Pryor, who also is the director of the Chaffee County Economic Development Corporation and is listed as a lecturer at the University of Colorado Denver Graduate School of Public Affairs as well as at Colorado Mountain College, is being paid by the state to help Carbondale through the Creative District process.
Meanwhile, said CCAH Executive Director Amy Kimberly, the Carbondale Creative District has $15,000 in grant proceeds and other contributions to kick-start the process in its first year. She said the district has been told to expect another $10,000 in grant money in year two, and a final grant of $15,000 in year three, which is the year that certification is to occur.
“We’re moving forward,” Kimberly said during an interview at the new Launchpad arts facility, housed in the old Gordon Cooper Library building.
“And I feel like other communities in the valley are looking at us to see how this goes,” she added, explaining that representatives from Garfield County and the towns of Glenwood Springs and Basalt have expressed interest in the Creative District idea.
The entire Creative Districts idea, she said, came about after Gov. John Hickenlooper learned several years ago that the “creative industries” of the state are an economic powerhouse.
“It was based on a survey where he saw the creative industries were the fifth largest industry in the state,” Kimberly said.

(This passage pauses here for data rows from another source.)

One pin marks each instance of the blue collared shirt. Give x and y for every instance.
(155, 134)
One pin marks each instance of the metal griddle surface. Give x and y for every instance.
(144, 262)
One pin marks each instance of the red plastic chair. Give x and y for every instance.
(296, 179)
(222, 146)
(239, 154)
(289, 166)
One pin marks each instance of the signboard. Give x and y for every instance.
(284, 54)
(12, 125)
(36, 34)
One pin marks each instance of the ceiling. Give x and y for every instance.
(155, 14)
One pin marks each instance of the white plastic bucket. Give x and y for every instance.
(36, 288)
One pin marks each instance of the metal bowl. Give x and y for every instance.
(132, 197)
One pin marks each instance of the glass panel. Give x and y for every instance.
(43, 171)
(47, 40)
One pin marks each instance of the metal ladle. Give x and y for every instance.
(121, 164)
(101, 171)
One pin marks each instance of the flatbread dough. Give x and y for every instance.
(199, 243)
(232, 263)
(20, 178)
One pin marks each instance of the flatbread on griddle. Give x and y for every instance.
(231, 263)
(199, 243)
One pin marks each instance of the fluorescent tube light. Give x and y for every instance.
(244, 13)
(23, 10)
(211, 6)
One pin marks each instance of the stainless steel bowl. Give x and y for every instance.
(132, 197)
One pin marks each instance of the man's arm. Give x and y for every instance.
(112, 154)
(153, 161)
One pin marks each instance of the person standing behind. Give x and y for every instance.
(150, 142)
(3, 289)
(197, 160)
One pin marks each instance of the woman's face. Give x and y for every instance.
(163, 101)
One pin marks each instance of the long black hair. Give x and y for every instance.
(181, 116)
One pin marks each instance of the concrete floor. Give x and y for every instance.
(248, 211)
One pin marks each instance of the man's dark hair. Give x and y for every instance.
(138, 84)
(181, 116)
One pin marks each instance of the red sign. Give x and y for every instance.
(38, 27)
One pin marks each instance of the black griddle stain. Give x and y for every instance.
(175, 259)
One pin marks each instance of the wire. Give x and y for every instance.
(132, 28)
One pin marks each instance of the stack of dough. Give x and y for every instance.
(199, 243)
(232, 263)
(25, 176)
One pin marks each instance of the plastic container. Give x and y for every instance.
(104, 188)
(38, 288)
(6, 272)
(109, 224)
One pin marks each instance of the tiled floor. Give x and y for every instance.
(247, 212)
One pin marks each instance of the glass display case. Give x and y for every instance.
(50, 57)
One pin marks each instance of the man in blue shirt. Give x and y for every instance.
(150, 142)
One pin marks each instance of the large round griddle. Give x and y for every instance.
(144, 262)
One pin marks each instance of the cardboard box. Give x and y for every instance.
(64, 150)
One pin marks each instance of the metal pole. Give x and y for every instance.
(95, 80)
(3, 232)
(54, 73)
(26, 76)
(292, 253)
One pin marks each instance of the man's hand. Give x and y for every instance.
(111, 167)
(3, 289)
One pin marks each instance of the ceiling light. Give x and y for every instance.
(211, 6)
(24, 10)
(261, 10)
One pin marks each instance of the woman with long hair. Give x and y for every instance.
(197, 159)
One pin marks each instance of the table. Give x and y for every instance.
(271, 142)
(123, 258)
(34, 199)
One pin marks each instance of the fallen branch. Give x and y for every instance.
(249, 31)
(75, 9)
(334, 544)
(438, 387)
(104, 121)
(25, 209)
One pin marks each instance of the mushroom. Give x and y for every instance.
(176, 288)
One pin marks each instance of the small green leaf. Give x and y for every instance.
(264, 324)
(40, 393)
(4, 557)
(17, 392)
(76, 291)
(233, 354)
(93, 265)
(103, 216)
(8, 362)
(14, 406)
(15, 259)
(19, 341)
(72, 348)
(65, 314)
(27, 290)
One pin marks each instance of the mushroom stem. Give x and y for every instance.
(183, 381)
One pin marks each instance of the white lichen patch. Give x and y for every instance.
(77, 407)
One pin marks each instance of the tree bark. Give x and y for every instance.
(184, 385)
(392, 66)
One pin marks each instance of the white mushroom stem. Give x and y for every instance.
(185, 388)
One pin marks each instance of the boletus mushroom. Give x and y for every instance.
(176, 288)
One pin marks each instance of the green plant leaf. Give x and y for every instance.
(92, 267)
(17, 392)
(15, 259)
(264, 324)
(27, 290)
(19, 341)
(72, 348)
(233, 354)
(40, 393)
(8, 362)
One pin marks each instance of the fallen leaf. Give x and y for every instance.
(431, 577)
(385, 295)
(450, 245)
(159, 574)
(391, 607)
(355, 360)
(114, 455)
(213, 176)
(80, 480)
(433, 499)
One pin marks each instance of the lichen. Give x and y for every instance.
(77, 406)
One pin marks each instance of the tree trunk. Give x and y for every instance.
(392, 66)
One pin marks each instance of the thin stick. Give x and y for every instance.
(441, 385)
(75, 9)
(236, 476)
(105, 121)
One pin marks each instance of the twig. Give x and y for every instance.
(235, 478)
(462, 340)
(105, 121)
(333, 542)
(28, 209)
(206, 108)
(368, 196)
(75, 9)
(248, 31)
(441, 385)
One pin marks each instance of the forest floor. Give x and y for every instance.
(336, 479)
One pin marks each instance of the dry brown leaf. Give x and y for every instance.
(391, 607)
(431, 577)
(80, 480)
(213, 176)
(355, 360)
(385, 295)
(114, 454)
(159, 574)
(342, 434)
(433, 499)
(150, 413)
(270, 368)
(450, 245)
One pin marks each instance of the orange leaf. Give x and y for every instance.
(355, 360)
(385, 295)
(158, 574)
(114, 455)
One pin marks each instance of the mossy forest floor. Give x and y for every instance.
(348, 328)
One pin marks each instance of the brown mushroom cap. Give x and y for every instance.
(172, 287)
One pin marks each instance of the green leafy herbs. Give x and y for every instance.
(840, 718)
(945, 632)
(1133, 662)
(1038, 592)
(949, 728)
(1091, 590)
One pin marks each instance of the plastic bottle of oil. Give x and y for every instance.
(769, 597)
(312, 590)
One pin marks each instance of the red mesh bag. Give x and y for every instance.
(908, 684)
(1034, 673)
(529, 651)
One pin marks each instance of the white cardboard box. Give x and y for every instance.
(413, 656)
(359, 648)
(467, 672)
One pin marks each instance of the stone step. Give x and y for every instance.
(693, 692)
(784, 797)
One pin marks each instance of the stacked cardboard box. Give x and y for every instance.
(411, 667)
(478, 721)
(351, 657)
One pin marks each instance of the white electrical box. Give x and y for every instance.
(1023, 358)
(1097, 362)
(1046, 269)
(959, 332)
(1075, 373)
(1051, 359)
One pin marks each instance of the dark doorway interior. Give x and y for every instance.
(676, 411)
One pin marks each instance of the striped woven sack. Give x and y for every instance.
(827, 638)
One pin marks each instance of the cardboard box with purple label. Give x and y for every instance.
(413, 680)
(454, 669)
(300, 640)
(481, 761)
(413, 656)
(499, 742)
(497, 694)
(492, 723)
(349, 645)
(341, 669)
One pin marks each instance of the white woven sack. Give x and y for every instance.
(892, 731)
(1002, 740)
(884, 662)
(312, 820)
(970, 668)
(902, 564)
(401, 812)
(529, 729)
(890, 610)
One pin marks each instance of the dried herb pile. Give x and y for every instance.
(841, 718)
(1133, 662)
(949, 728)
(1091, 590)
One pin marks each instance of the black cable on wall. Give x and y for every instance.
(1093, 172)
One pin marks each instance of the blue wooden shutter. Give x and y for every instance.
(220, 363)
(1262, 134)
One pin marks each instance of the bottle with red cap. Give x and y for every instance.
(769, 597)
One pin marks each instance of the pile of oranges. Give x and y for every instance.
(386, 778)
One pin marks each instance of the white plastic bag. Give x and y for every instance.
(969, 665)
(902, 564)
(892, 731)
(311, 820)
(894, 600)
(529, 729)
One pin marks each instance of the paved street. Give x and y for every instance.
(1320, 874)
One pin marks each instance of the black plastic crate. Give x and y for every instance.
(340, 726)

And the term, “creative industries,” covers everything from art to agriculture, restaurants to breweries, distilleries to craft boutiques and much more, Kimberly said — any or all of which can be found in or around Carbondale.
She noted that Denver currently has four separate Creative Districts, focusing on different neighborhoods around the city with creative energy to spare, and that is what Kimberly hopes can happen in the Roaring Fork Valley.

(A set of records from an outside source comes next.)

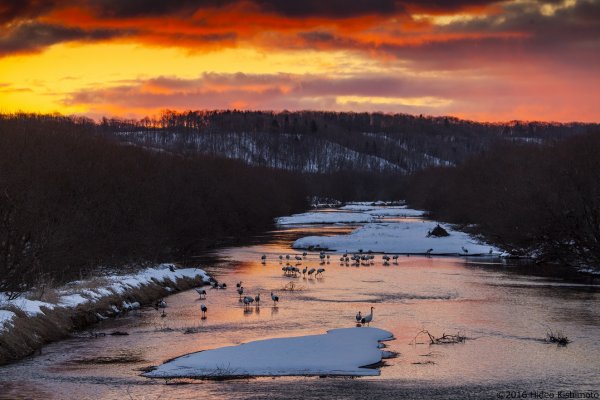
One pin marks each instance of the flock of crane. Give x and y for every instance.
(290, 271)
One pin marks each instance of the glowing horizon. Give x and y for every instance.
(473, 59)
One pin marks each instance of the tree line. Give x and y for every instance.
(72, 200)
(541, 200)
(331, 141)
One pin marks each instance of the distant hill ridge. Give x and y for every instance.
(323, 142)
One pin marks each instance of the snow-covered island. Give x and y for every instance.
(341, 352)
(408, 235)
(349, 214)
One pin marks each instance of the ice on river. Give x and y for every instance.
(343, 351)
(362, 214)
(404, 237)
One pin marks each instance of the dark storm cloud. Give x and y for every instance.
(23, 9)
(33, 36)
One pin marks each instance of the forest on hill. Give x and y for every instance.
(72, 201)
(326, 142)
(77, 195)
(531, 200)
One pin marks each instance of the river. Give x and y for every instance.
(503, 308)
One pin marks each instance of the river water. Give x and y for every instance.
(504, 310)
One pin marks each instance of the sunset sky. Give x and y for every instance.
(475, 59)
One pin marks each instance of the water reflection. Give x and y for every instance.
(504, 309)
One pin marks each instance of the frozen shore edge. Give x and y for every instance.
(27, 325)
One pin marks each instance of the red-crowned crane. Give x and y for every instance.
(247, 301)
(368, 318)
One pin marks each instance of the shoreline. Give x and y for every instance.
(28, 325)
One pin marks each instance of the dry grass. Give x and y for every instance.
(30, 333)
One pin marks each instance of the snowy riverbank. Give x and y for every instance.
(346, 352)
(27, 322)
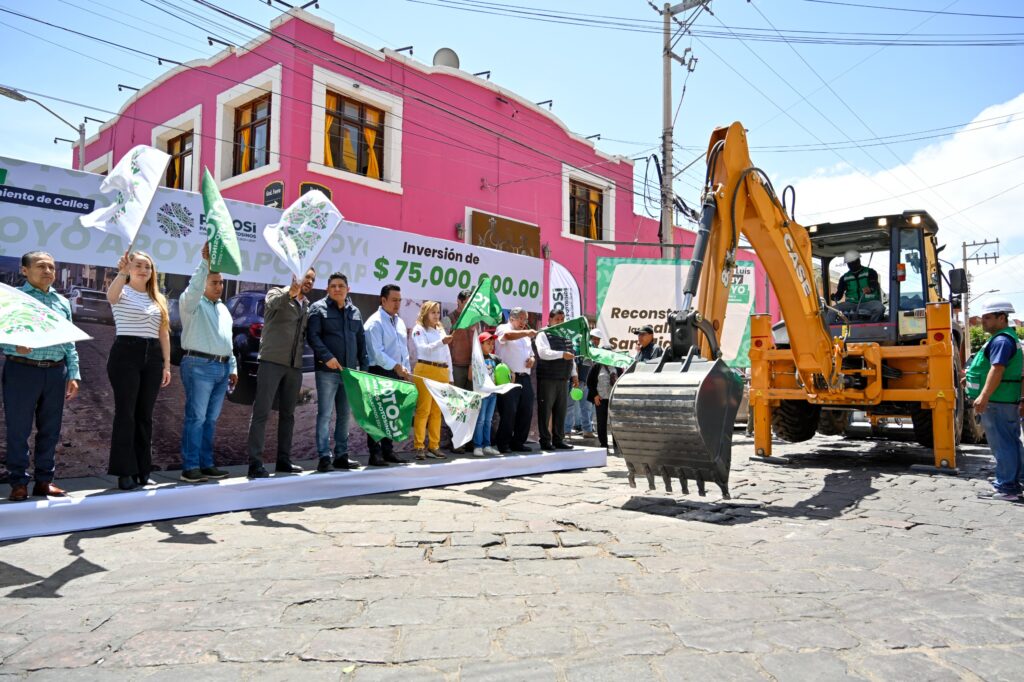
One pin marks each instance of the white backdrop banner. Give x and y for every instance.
(41, 207)
(564, 291)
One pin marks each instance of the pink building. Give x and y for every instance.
(430, 150)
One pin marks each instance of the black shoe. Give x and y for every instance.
(193, 476)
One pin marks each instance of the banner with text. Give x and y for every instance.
(41, 207)
(632, 292)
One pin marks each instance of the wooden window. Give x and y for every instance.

Kimberly said there currently are more than 50 “stakeholders” taking part in the formative effort of the Creative District, including, among others, several individuals, businesses, nonprofit organizations, artists, the Roaring Fork Transportation Authority (RFTA) and a couple of middle school students who are hoping to design and install a new bench along the RFTA-owned Rio Grande Trail under the guidance of the Creative District process.
Businesses will benefit
Under the Creative District, Kimberly noted, “Businesses are probably going to benefit more than anyone” as a consequence of the belief that being a Creative District will attract people to town, including such disparate groups as tourists, valley residents, artists and others.

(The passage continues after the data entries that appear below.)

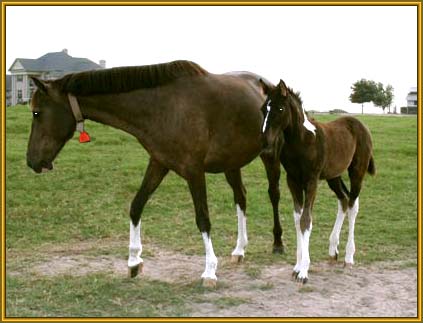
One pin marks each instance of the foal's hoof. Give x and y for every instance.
(209, 283)
(278, 250)
(237, 259)
(134, 271)
(333, 259)
(300, 281)
(348, 266)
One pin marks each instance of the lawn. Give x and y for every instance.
(87, 196)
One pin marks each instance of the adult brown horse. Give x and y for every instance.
(313, 151)
(189, 121)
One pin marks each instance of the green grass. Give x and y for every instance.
(88, 194)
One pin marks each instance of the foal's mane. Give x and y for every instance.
(296, 96)
(125, 79)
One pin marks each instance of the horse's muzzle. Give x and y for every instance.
(40, 167)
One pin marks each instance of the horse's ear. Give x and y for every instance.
(41, 85)
(265, 87)
(283, 88)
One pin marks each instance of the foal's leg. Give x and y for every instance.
(273, 171)
(356, 175)
(197, 186)
(152, 178)
(297, 196)
(337, 186)
(305, 231)
(235, 181)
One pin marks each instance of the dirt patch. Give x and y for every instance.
(380, 290)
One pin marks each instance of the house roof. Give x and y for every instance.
(57, 61)
(8, 82)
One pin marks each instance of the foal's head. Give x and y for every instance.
(276, 112)
(53, 124)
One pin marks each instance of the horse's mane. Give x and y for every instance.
(125, 79)
(296, 96)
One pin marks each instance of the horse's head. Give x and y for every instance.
(276, 114)
(53, 124)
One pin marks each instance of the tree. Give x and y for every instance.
(363, 91)
(384, 96)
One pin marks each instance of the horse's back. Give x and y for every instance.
(347, 143)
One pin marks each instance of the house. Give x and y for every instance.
(8, 90)
(47, 67)
(411, 107)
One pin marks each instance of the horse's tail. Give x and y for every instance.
(371, 169)
(345, 188)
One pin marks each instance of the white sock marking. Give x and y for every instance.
(211, 260)
(297, 217)
(135, 246)
(336, 231)
(242, 240)
(350, 250)
(307, 124)
(305, 254)
(266, 118)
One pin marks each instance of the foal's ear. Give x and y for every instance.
(41, 85)
(282, 87)
(265, 87)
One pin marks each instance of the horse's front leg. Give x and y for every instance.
(235, 181)
(152, 178)
(303, 237)
(273, 172)
(197, 186)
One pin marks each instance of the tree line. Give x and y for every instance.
(369, 91)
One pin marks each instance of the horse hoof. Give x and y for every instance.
(278, 250)
(134, 271)
(348, 265)
(237, 259)
(302, 281)
(209, 283)
(333, 259)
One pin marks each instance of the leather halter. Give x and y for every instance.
(83, 136)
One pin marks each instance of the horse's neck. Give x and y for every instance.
(295, 128)
(118, 111)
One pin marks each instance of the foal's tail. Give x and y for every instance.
(371, 169)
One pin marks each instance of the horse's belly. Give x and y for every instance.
(222, 160)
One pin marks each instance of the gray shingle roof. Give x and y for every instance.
(58, 61)
(8, 82)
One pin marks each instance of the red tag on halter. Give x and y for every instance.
(84, 137)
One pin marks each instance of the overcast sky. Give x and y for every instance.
(317, 50)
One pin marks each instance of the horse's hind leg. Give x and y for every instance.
(337, 185)
(356, 175)
(152, 178)
(197, 186)
(273, 172)
(235, 181)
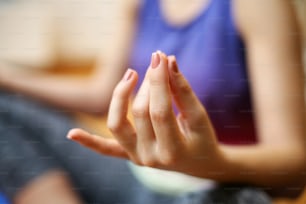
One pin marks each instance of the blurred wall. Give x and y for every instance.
(39, 32)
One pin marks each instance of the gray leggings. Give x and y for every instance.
(32, 142)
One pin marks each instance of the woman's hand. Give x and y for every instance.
(158, 138)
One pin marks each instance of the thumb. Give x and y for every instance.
(189, 105)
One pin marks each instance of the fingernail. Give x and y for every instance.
(174, 66)
(128, 75)
(155, 60)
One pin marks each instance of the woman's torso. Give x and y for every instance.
(211, 55)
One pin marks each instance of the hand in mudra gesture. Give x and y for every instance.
(184, 143)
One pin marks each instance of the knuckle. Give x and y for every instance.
(184, 88)
(160, 115)
(114, 126)
(117, 93)
(137, 161)
(169, 158)
(140, 112)
(149, 162)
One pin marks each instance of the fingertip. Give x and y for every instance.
(74, 134)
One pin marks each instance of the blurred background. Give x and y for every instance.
(67, 35)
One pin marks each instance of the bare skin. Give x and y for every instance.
(275, 68)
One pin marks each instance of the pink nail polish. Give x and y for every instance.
(128, 75)
(155, 60)
(174, 66)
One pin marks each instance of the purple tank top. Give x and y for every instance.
(211, 55)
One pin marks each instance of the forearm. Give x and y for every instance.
(262, 165)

Already, Kimberly reported, the Residences at the Little Nell, a luxury-condo complex in Aspen, has been sending shuttles to Carbondale, to give their residents a chance to shop, check out the town and generally get to know another part of the valley.
The idea behind the Creative District effort, Kimberly explained, is to provide a framework for businesses, artists and others to combine their efforts to bring people to town for all manner of activities.
Plus, she said, once Carbondale is certified as one of a dozen or so such districts around the state, organizers can start working with other Creative District personnel around Colorado, as well as with state officials in the Colorado Creative Industries program, and with Western Slope entities such as the Garfield County Economic Development Roundtable, to come up with ways to take advantage of the town’s many creative businesses and events.
“There’s a synergy that’s happening in the state, between all the Creative Districts,” that Carbondale can tap into, she said.
Four local task forces — covering Governance, Economic Development, Media and Awareness, and Wayfinding and Connectivity — are to meet in January to combine their ideas so far and discuss what the next steps are in becoming one of the state’s early Creative Districts. The task forces have been meeting since October.
Among other things, Kimberly said, the Governance task force has been charged with deciding who, or which organization, should be selected to essentially manage the Creative Districts process as it moves ahead.
While CCAH has been in the driver’s seat so far, she said, “Some people might feel that CCAH should not be in charge from here on,” a prospect she said is not troubling to her in the least.
“I really think we’re on to something,” Kimberly said of the Creative District process. “It follows state and national trends (of joining together) communities that define themselves through the arts. It’s considered a 21st century economy.”
She said the process is not always well understood or appreciated, particularly by those who adhere to a more traditional view of economic development.
Once, at a gathering of such local movers and shakers, Kimberly said she understood their concerns.
“I’m not saying it’s the only answer,” she said she told the doubters. “But I think it’s a bigger piece of the puzzle than you guys give it credit for.”